VALE A PENA LER DE NOVO
PENÚLTIMO CAPÍTULO
DA NOVELA BARRENSE
JOGO BAIXO
XII
O golpe
Cabo Villaça estendeu a mão para retirá-la da viatura, Helena levantou-se com as mãos algemadas. Tenente Cláudio tirou do bolso o boletim de ocorrência amarrotado, atirou-o na mesa do delegado João Oliveira e leu: “a acusada de furto atesta para os devidos fins que o dinheiro levado da casa do fina Chico Mafagafos na Boa Vista em Barras juntamente com a ajuda do amante de Berenice, o William Pequi pertencia a La marque Mafagafos”. Helena sentada na cadeira chorava e gemia.
— Helena você fez isso, sim ou não? Perguntou Tenente Cláudio.
Ela voltou o rosto para o outro lado, quis falar... Interrompia-se a cada sílaba.
— Sim.
— E o que tem a dizer da morte de Samantha Murici. Continuou o oficial.
Agora... Dizia ela erguendo-se e estendendo a mão.
— Samantha Murici? Perguntou a mulher.
— Sim, sua amiga lá do bar das Estrelas! Enfatizou o militar.
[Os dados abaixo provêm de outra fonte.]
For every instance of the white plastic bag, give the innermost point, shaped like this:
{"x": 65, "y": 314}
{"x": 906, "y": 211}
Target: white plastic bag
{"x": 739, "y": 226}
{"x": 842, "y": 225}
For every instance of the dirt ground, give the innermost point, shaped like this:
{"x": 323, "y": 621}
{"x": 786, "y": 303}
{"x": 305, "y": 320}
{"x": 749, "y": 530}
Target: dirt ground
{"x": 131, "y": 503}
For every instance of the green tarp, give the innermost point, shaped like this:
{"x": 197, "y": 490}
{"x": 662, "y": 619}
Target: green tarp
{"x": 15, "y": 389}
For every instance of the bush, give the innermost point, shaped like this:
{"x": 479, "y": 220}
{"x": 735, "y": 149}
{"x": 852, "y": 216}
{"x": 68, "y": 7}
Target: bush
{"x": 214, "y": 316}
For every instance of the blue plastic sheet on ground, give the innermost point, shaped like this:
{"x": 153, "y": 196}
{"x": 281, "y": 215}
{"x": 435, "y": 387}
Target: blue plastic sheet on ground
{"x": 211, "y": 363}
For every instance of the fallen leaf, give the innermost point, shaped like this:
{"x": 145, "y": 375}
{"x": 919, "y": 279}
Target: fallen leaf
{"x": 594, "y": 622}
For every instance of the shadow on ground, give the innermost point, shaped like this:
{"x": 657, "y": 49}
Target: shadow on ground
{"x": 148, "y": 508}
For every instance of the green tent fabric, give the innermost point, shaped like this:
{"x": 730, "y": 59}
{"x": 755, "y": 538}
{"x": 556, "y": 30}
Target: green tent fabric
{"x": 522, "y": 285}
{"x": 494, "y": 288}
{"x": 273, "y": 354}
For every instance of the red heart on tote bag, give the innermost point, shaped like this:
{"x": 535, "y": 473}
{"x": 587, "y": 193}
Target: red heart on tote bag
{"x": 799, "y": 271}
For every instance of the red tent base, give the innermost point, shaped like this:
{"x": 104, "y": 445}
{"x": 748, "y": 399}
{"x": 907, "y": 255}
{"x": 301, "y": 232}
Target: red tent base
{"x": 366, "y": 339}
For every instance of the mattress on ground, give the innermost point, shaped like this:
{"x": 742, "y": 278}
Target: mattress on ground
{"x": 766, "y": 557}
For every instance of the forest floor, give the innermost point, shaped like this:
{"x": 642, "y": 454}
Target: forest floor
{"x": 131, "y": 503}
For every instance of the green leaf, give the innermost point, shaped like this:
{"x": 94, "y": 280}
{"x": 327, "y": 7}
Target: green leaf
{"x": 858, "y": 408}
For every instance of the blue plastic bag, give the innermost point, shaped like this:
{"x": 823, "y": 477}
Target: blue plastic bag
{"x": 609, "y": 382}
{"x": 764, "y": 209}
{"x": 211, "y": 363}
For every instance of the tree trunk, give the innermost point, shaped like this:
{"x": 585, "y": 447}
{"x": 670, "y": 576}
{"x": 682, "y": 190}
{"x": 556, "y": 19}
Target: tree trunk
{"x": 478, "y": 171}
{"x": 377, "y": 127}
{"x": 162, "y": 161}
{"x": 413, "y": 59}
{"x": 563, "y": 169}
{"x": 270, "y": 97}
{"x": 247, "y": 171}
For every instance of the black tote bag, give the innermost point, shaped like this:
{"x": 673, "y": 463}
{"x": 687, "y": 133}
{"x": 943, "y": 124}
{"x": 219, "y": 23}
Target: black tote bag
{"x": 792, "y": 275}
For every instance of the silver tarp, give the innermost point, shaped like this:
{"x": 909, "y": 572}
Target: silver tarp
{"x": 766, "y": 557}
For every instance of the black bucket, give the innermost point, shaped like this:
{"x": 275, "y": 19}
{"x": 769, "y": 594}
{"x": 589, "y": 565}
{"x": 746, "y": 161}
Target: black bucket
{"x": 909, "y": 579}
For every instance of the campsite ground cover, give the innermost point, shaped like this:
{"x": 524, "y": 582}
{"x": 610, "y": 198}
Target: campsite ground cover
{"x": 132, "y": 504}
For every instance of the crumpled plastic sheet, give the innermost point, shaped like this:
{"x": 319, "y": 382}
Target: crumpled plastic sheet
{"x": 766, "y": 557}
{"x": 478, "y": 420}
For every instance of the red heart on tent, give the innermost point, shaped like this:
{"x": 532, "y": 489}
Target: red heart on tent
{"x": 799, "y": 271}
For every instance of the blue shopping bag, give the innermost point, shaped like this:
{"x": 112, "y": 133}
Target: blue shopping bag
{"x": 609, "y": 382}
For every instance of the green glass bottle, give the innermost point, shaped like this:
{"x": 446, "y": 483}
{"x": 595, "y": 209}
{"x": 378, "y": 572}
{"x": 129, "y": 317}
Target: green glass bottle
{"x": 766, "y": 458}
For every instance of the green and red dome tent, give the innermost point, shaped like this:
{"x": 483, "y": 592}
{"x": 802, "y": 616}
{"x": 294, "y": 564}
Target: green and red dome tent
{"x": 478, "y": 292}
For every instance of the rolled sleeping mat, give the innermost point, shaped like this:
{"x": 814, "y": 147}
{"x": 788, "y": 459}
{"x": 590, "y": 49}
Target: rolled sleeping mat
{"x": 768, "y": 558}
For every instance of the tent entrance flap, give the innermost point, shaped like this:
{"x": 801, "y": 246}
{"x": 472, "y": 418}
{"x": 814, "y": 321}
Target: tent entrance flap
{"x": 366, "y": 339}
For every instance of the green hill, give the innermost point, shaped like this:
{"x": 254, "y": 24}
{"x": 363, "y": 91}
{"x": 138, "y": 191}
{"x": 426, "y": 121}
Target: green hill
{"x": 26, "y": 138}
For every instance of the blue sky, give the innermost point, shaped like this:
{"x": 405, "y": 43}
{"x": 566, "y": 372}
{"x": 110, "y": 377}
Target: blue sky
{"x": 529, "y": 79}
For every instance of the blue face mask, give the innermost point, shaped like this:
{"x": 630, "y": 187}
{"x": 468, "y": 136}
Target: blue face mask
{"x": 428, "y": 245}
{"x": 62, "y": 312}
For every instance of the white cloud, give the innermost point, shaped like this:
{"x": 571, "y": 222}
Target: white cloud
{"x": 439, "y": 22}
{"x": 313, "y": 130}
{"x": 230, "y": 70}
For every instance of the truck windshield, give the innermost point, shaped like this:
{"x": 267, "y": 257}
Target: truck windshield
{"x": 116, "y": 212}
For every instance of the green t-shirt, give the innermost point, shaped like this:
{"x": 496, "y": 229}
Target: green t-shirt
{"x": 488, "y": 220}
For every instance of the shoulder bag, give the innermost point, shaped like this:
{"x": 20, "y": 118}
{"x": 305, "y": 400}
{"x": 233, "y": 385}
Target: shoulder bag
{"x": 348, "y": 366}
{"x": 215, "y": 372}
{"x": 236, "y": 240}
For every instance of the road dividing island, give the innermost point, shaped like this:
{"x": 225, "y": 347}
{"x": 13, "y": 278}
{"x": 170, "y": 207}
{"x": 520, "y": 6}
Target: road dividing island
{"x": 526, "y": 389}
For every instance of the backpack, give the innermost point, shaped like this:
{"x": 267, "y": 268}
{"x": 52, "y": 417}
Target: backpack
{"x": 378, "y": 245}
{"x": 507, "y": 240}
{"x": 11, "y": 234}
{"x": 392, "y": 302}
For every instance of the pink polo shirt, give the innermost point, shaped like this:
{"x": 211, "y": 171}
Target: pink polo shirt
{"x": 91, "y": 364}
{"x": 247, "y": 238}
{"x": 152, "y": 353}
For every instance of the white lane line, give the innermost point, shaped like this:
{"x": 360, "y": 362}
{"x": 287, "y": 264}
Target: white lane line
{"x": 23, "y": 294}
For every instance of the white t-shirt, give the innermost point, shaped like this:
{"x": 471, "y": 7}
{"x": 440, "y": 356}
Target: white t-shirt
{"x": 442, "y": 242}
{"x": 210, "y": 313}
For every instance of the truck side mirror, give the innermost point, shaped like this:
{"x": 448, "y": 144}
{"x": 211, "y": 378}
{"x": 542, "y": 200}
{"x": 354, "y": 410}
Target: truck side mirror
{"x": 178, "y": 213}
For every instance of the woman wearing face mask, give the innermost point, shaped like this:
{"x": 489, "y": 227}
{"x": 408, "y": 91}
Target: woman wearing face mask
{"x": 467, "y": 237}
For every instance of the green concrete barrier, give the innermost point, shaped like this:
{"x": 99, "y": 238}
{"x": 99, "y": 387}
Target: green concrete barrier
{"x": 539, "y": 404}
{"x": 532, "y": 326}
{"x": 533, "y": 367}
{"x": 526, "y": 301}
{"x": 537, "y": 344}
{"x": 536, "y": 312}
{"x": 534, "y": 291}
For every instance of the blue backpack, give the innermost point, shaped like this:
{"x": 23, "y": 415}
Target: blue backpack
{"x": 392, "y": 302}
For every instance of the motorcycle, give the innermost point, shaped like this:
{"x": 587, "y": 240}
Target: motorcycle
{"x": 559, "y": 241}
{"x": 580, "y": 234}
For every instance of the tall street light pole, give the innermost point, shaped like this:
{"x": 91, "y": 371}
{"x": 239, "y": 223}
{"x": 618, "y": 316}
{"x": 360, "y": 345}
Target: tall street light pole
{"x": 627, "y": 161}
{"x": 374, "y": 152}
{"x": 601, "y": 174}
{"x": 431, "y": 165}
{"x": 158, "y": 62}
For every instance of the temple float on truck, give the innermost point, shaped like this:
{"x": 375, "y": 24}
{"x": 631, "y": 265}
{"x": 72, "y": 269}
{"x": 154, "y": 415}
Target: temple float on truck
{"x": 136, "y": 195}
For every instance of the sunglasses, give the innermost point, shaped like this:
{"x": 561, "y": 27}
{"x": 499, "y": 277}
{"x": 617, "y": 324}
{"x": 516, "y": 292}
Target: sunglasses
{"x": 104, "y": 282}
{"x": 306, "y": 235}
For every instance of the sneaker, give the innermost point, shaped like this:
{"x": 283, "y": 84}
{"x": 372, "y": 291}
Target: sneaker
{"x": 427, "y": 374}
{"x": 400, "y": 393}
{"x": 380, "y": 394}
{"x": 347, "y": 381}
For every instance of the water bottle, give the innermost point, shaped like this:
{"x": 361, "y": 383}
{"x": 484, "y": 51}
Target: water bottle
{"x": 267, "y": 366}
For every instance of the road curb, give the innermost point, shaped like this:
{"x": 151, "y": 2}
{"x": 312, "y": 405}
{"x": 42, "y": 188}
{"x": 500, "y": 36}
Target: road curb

Helena desmaiou. Ela abaixou a cabeça na mesa, não falou mais.
— Você a matou? Certo!
Cabo Villaça a interpelava: sacudia-a a toda a força. Helena levantou um pouco a cabeça, estava macilenta, tinha os olhos fundos numa sombra negra.
— Deixai-me, maldiçoados! Deixai-me nesse inferno! Gritava Helena.
— Você a matou? Bradou cabo Villaça.
— Você a matou? Perguntou tenente Cláudio.
— Não é verdade... Eu não a matei.
— Por que roubou o dinheiro? Não tem nada haver com a morte de Samantha.
— Como? Perguntou o delegado.
— Com os diabos, delegado! Que isso importa! Mas foi assim...
Dia 13 de janeiro de 1988 a cinco anos atrás, La marque chegou aqui em Barras. Samantha estava no salão de cabelos juntamente comigo e feliz porque iria deixar a vida de prostituição e casar com o homem que amava. Nós discutimos no percurso para rodoviária. Ela disse que o homem dela estava cheio da grana e iriam casar. Eu poderia sair da vida fácil no bar das Estrelas. Fui até o local onde ele estava. Bati na porta e La marque abriu. Encontrei deitado na cama. Ele me conheceu...
— Oi La marque…
—Oi Helena, quanto tempo mulher?
Eu soltei uma gargalhada. Eram sete horas da noite. A noite estava sombria. Nevoeiros frios pairavam nos céus barrenses. Assim que foi tomar banho, eu como um anjo das trevas fiz Samantha cair aos meus pés, lívida e suarenta com a agonia do beijo sexual sobre meus lábios. Ela deitou-se sobre mim. Daí a alguns instantes, eu vi o homem chegar do banho e fingi dormir.
Tudo o mais foi um sonho: a rua completamente deserta e Samantha vinham do salão de cabelos passeando e a noite chuvosa seria o mestre da minha arte. Ela entrou e debruçou-se sobre o leito vazio da cama, eu deitei no leito junto dela, e com um dos braços apunhalei o coração. 13 de janeiro, uma noite que seria o meu passaporte para deixar a vida fácil, um fato fabuloso se não fosse à procura nesses cinco anos pelo dinheiro daquele miserável que está na cela.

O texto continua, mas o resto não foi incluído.